The controversy surrounding the appointment of Matthew Whitaker as acting Attorney General of the United States has ratcheted up a notch.
Barry Michaels, the Nevada man who has a Petition for a Writ of Certiorari pending in a challenge of a federal gun law, is named as the petitioner in Friday a motion to substitute Deputy Attorney General Rod Rosenstein to serve as acting Attorney General instead of Whitaker. A Petition for Writ of Certiorari is a “document which a losing party files with the Supreme Court asking the Supreme Court to review the decision of a lower court.”
Attorneys Michael E. Zapin, Thomas C. Goldstein and a slew of other attorneys at Goldstein & Russell, P.C. were named as counsel in the latest challenge to Whitaker’s appointment.
They maintain that Deputy AG Rosenstein should have been the one to replace Jeff Sessions as acting Attorney General, not Sessions’ former chief of staff Matthew Whitaker. They claim Rosenstein should have automatically replaced Sessions because Rosenstein was confirmed by the Senate.
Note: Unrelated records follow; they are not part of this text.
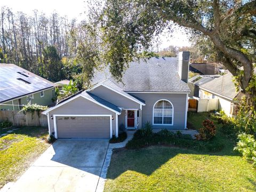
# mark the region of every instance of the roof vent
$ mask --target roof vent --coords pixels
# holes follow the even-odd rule
[[[25,74],[22,73],[21,72],[19,72],[19,72],[17,72],[17,73],[18,73],[19,74],[22,75],[23,75],[23,76],[25,76],[25,77],[28,77],[28,76],[27,76],[27,75],[25,75]],[[23,72],[23,73],[25,73],[25,72]]]
[[[23,79],[22,79],[21,78],[17,78],[17,79],[19,80],[19,81],[22,81],[22,82],[23,83],[25,83],[26,84],[31,84],[31,83],[26,81],[26,80],[24,80]]]

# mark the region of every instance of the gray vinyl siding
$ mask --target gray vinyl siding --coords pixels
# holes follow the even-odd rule
[[[118,116],[118,127],[122,124],[125,126],[125,110],[122,110],[121,114]]]
[[[137,113],[139,113],[139,129],[141,129],[142,127],[142,111],[139,110],[137,111]],[[124,126],[125,126],[125,110],[123,110],[122,111],[121,114],[118,116],[118,127],[120,126],[123,124]]]
[[[142,106],[142,126],[149,121],[153,124],[153,107],[156,101],[166,99],[173,105],[173,125],[154,125],[154,129],[183,129],[185,127],[186,94],[171,93],[132,93],[145,101],[146,106]]]
[[[125,109],[140,108],[139,103],[102,85],[96,87],[90,92],[118,107],[122,107]]]
[[[113,134],[115,134],[115,113],[82,97],[78,97],[49,112],[51,133],[54,132],[53,119],[51,118],[51,116],[53,116],[53,115],[111,115],[114,118],[114,120],[111,120]]]

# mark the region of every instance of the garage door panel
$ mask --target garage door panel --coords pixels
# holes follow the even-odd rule
[[[57,117],[58,135],[60,138],[110,138],[109,117]]]

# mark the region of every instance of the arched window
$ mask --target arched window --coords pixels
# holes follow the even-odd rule
[[[153,107],[153,125],[172,125],[173,106],[169,101],[157,101]]]

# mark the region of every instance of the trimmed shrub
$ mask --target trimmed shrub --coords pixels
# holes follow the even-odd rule
[[[40,111],[41,110],[45,110],[48,109],[48,107],[41,106],[37,104],[30,104],[28,103],[22,107],[21,110],[24,113],[30,112],[34,113],[34,111]]]
[[[8,120],[4,120],[0,122],[0,128],[7,128],[12,126],[12,123]]]
[[[213,122],[209,119],[204,120],[202,123],[203,127],[199,130],[199,133],[195,135],[197,140],[208,141],[216,134],[216,126]]]
[[[245,133],[238,136],[239,141],[234,149],[243,155],[243,157],[256,167],[256,140],[252,135]]]
[[[147,122],[143,128],[141,129],[141,135],[142,137],[149,138],[153,135],[153,130],[152,125],[149,122]]]
[[[115,135],[114,135],[112,138],[109,139],[109,143],[116,143],[121,142],[124,141],[127,138],[127,133],[125,132],[121,133],[118,135],[118,137],[116,137]]]
[[[181,133],[173,133],[168,130],[162,130],[153,133],[150,137],[143,137],[141,130],[135,132],[133,138],[129,141],[126,147],[129,149],[139,149],[153,145],[164,145],[194,149],[199,151],[216,152],[224,147],[223,143],[211,140],[198,141],[193,139],[191,135]]]
[[[56,141],[56,139],[55,138],[54,136],[52,134],[48,135],[46,139],[46,142],[50,144],[53,143],[55,141]]]

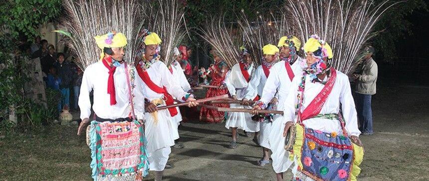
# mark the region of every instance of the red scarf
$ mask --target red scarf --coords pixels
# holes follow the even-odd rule
[[[244,79],[246,79],[246,81],[248,83],[249,81],[250,81],[250,75],[249,75],[249,72],[247,72],[247,70],[244,70],[244,66],[245,66],[245,63],[242,62],[240,62],[238,64],[240,65],[240,69],[241,70],[241,74],[242,74],[243,76],[244,77]]]
[[[107,64],[107,61],[112,62],[112,57],[109,56],[103,59],[103,64],[109,70],[109,79],[107,79],[107,93],[110,94],[110,105],[116,104],[116,91],[115,91],[115,81],[113,80],[113,74],[116,67],[110,66]]]
[[[249,72],[247,72],[247,70],[244,70],[244,63],[242,62],[240,62],[239,63],[240,65],[240,69],[241,70],[241,74],[243,74],[243,76],[244,77],[244,79],[246,79],[246,81],[247,81],[247,83],[249,83],[249,81],[250,81],[250,75],[249,75]],[[259,100],[259,96],[256,95],[256,97],[253,99],[253,101],[256,101]]]
[[[170,66],[170,67],[168,68],[168,69],[170,70],[170,72],[172,74],[173,74],[173,67],[171,65]]]
[[[300,110],[298,112],[298,117],[300,117],[301,121],[311,118],[320,113],[322,107],[328,99],[328,97],[331,94],[334,85],[335,84],[335,79],[337,78],[337,72],[334,68],[331,68],[331,77],[328,79],[328,81],[319,94],[314,98],[314,99],[310,103],[305,109],[302,113]]]
[[[158,94],[164,94],[164,97],[166,98],[165,103],[167,106],[170,106],[174,104],[173,96],[167,92],[167,88],[165,87],[161,88],[155,84],[155,83],[152,82],[152,80],[151,80],[151,78],[149,77],[149,75],[148,74],[148,72],[143,71],[139,65],[137,66],[136,70],[137,71],[137,73],[139,74],[139,76],[142,78],[143,82],[145,82],[145,83],[146,84],[146,85],[147,85],[151,90]],[[174,116],[177,115],[177,109],[176,109],[175,107],[168,108],[168,111],[170,112],[170,115],[171,115],[171,116]]]
[[[266,66],[262,65],[262,70],[264,71],[264,73],[265,74],[265,77],[268,78],[269,75],[269,69]]]
[[[289,78],[290,79],[290,81],[293,79],[295,75],[293,74],[293,71],[292,71],[292,67],[290,67],[290,64],[287,61],[284,61],[284,66],[286,67],[286,71],[287,72],[287,75],[289,75]]]

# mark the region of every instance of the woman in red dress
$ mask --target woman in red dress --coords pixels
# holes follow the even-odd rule
[[[206,98],[212,97],[216,96],[228,94],[228,89],[223,85],[223,81],[228,72],[228,67],[226,62],[222,61],[220,57],[215,53],[214,51],[211,51],[210,53],[213,55],[214,59],[214,64],[210,65],[209,69],[211,72],[208,75],[212,78],[210,85],[221,87],[220,88],[210,88],[207,90],[206,94]],[[213,104],[213,106],[218,107],[228,108],[229,105],[228,104]],[[208,123],[219,123],[223,122],[225,119],[225,113],[217,111],[214,109],[209,109],[206,108],[201,108],[200,112],[200,120]]]

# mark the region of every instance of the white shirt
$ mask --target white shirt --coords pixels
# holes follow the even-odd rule
[[[302,75],[302,68],[301,65],[305,62],[305,60],[300,57],[298,57],[295,62],[290,66],[293,72],[295,77],[299,77]],[[278,104],[277,109],[279,110],[283,110],[283,104],[287,97],[289,89],[291,85],[292,82],[289,78],[287,72],[286,70],[284,61],[280,61],[276,63],[270,69],[270,74],[267,78],[262,91],[262,97],[259,101],[265,104],[268,104],[271,99],[274,97],[276,93],[278,90]]]
[[[255,71],[255,75],[249,81],[247,92],[244,98],[247,100],[252,100],[257,95],[262,95],[267,78],[262,69],[262,66],[258,66],[256,70]]]
[[[351,135],[359,136],[361,132],[358,128],[358,118],[355,102],[352,96],[350,83],[347,75],[340,71],[337,71],[337,78],[332,90],[328,99],[322,107],[320,114],[339,114],[340,103],[343,111],[343,120],[346,122],[346,130]],[[320,83],[312,83],[310,75],[306,75],[305,88],[304,91],[304,100],[301,111],[303,111],[308,105],[316,97],[323,88],[324,85]],[[295,76],[293,78],[292,86],[289,89],[289,94],[284,102],[285,121],[295,120],[295,105],[298,102],[297,95],[298,87],[301,83],[302,76]],[[311,118],[305,120],[303,123],[306,128],[324,132],[337,132],[342,133],[339,121],[325,118]]]
[[[182,98],[186,96],[188,93],[184,91],[164,62],[161,61],[155,61],[150,67],[146,69],[146,71],[152,81],[157,86],[160,87],[165,87],[167,92],[172,96],[177,98],[179,101],[185,102]],[[157,93],[152,90],[144,82],[142,85],[145,98],[149,101],[159,99],[164,96],[164,94]]]
[[[185,72],[180,66],[180,63],[177,60],[174,60],[171,64],[171,67],[173,69],[173,77],[176,78],[176,81],[179,82],[185,92],[189,92],[191,90],[191,85],[189,85],[189,82],[188,82],[188,79],[185,76]]]
[[[254,63],[252,63],[246,70],[249,73],[250,78],[252,77],[252,71],[254,67]],[[226,87],[231,96],[236,96],[237,99],[240,99],[244,97],[244,94],[246,92],[246,89],[248,83],[243,73],[241,73],[239,63],[234,65],[231,70],[226,74],[224,83],[226,84]]]
[[[94,90],[94,104],[92,109],[97,116],[103,119],[116,119],[129,117],[131,112],[128,86],[124,64],[116,67],[113,74],[116,104],[110,105],[110,94],[107,93],[107,81],[109,70],[99,61],[86,67],[83,72],[80,94],[79,96],[79,107],[80,108],[80,119],[90,118],[91,101],[89,93]],[[128,64],[128,67],[133,66]],[[136,86],[141,86],[142,80],[134,71]],[[133,89],[134,113],[138,119],[144,119],[145,105],[143,94],[140,89]]]

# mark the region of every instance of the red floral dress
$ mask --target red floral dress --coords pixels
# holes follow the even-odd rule
[[[210,75],[212,77],[212,82],[210,82],[210,85],[220,86],[223,83],[226,74],[223,74],[223,75],[222,76],[219,75],[216,72],[220,72],[223,69],[224,72],[226,72],[227,71],[227,67],[226,67],[226,64],[224,62],[217,63],[214,65],[214,68],[216,70],[210,72]],[[209,88],[207,92],[206,93],[206,98],[220,96],[228,93],[228,89],[226,88],[218,89],[210,88]],[[229,105],[228,104],[213,104],[212,105],[218,107],[229,107]],[[223,112],[217,111],[214,109],[207,109],[204,107],[201,108],[201,111],[200,112],[200,120],[201,121],[218,123],[221,122],[224,118],[225,113]]]

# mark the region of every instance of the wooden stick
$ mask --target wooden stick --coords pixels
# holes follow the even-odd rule
[[[214,101],[216,100],[222,99],[223,98],[226,98],[228,97],[228,94],[223,94],[220,96],[214,96],[212,97],[209,97],[208,98],[201,99],[199,99],[195,101],[195,102],[198,102],[199,103],[202,103],[203,102],[206,102],[209,101]],[[168,109],[170,108],[174,108],[177,106],[188,106],[189,103],[187,102],[183,102],[181,103],[174,104],[173,105],[171,105],[169,106],[164,106],[158,107],[158,110],[163,110],[165,109]]]
[[[219,86],[216,86],[211,85],[200,84],[199,86],[199,87],[204,87],[204,88],[217,88],[217,89],[221,89],[220,87],[219,87]],[[223,87],[223,88],[222,88],[221,89],[226,89],[226,87]]]
[[[215,110],[217,111],[221,112],[237,112],[241,113],[251,113],[253,111],[253,109],[242,109],[242,108],[219,108],[216,106],[210,106],[207,104],[200,104],[199,106],[207,108],[208,109],[212,109]],[[258,110],[258,113],[262,114],[274,114],[283,115],[283,111],[273,111],[273,110]]]
[[[217,110],[222,112],[238,112],[244,113],[251,113],[254,110],[250,109],[242,109],[242,108],[218,108]],[[263,114],[274,114],[283,115],[283,111],[273,111],[273,110],[258,110],[258,113]]]
[[[219,100],[216,101],[212,101],[210,102],[212,104],[241,104],[244,103],[248,103],[249,104],[254,104],[255,101],[243,101],[239,100]]]

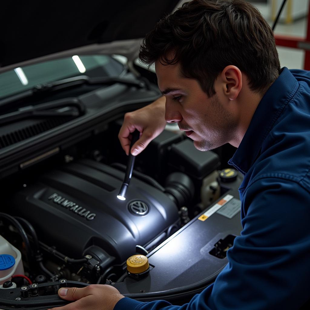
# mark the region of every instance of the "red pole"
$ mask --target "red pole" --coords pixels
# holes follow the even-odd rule
[[[307,26],[307,33],[306,38],[306,41],[310,41],[310,5],[308,9],[308,25]],[[303,66],[305,70],[310,70],[310,51],[306,50],[305,53],[305,61]]]

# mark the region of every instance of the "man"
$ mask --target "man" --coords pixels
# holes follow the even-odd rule
[[[229,162],[244,175],[243,229],[215,283],[181,307],[95,285],[62,289],[77,301],[57,308],[299,309],[310,297],[310,74],[281,70],[271,29],[243,0],[185,3],[147,36],[140,57],[155,63],[164,97],[126,115],[124,150],[138,154],[166,121],[198,149],[237,147]]]

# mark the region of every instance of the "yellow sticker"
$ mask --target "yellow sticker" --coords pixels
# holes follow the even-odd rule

As a result of Whitaker being appointed without confirmation by the Senate, they also claim that Article II of the Constitution was violated.
“Petitioner respectfully moves this Court to substitute Rod J. Rosenstein in his official capacity as Acting Attorney General for Jefferson B. Sessions III, who resigned on November 7, 2018. The President that day purported to designate Matthew G. Whitaker as Acting Attorney General,” the petition begins. “[Petitioner] submits that, in fact, Mr. Rosenstein — as the Senate-confirmed Deputy Attorney General — automatically succeeded to the role of Acting Attorney General under 28 U.S.C. § 508(a). Further, the appointment of Mr. Whitaker violated Article II of the Constitution.”
In other words, they say the Appointments Clause of the Constitution was violated.
“Controversies are rare. This is the extraordinary case in which the identity of the successor is both contested and has important implications for the administration of justice nationally. This Motion seeks to resolve the dispute,” the lawyers continue. “There is a significant national interest in avoiding the prospect that every district and immigration judge in the nation could, in relatively short order, be presented with the controversy over which person to substitute as Acting Attorney General.”
Legal experts appear to be split over whether the Supreme Court will even consider taking up this issue.
The Whitaker fake AG issue has reached the U.S. Supreme Court in this petition.
Any reasonable President would have never put the Supreme Court and the whole judiciary in this position. https://t.co/ik1ABysO5D
— Neal Katyal (@neal_katyal) November 16, 2018
I’d be surprised if SCOTUS was interested in this motion at this point. But who the heck knows. https://t.co/TwNNv37PX4
— Andy Grewal (@AndyGrewal) November 16, 2018
This particular case seems like an odd vehicle to raise this particular issue, which the motion itself acknowledges. The Supreme Court doesn't have to consider this issue now and likely will not do so. https://t.co/ize46SIXCX
— Renato Mariotti (@renato_mariotti) November 16, 2018
You can read the full petition below.
The Department of Justice’s Office of Legal Counsel (OLC), on the other hand, released an opinion on Wednesday. It said that Whitaker’s appointment “accords with the plain terms of the Vacancies Reform Act of 1998” and is “consistent with the Appointments Clause of the Constitution.”
Critics such as Kellyanne Conway‘s attorney husband George Conway and former Acting Solicitor General of the United States Neal Katyal went so far as to pen an op-ed in the New York Times last week, arguing that exact opposite of what the OLC said.
As Law&Crime’s Ronn Blitzer noted, they, too, argued that Whitaker’s selection as acting AG violated the Appointments Clause of the Constitution.
“President Trump’s installation of Matthew Whitaker as acting attorney general of the United States after forcing the resignation of Jeff Sessions is unconstitutional,” they wrote. “It’s illegal. And it means that anything Mr. Whitaker does, or tries to do, in that position is invalid.”
The OLC said that Whitaker, as acting Attorney General, isn’t a principal officer and therefore the Appointments Clause wasn’t violated.
“We also advised that Mr. Whitaker’s designation would be consistent with the Appointments Clause of the U.S. Constitution, which requires the President to obtain the ‘Advice and Consent of the Senate,’ before appointing a principal officer of the United States,” the OLC said. “Although an Attorney General is a principal officer requiring Senate confirmation, someone who temporarily performs his duties is not.”
“As all three branches of government have long recognized, the President may designate an acting official to perform the duties of a vacant principal office, including a Cabinet office, even when the acting official has not been confirmed by the Senate,” the OLC concluded.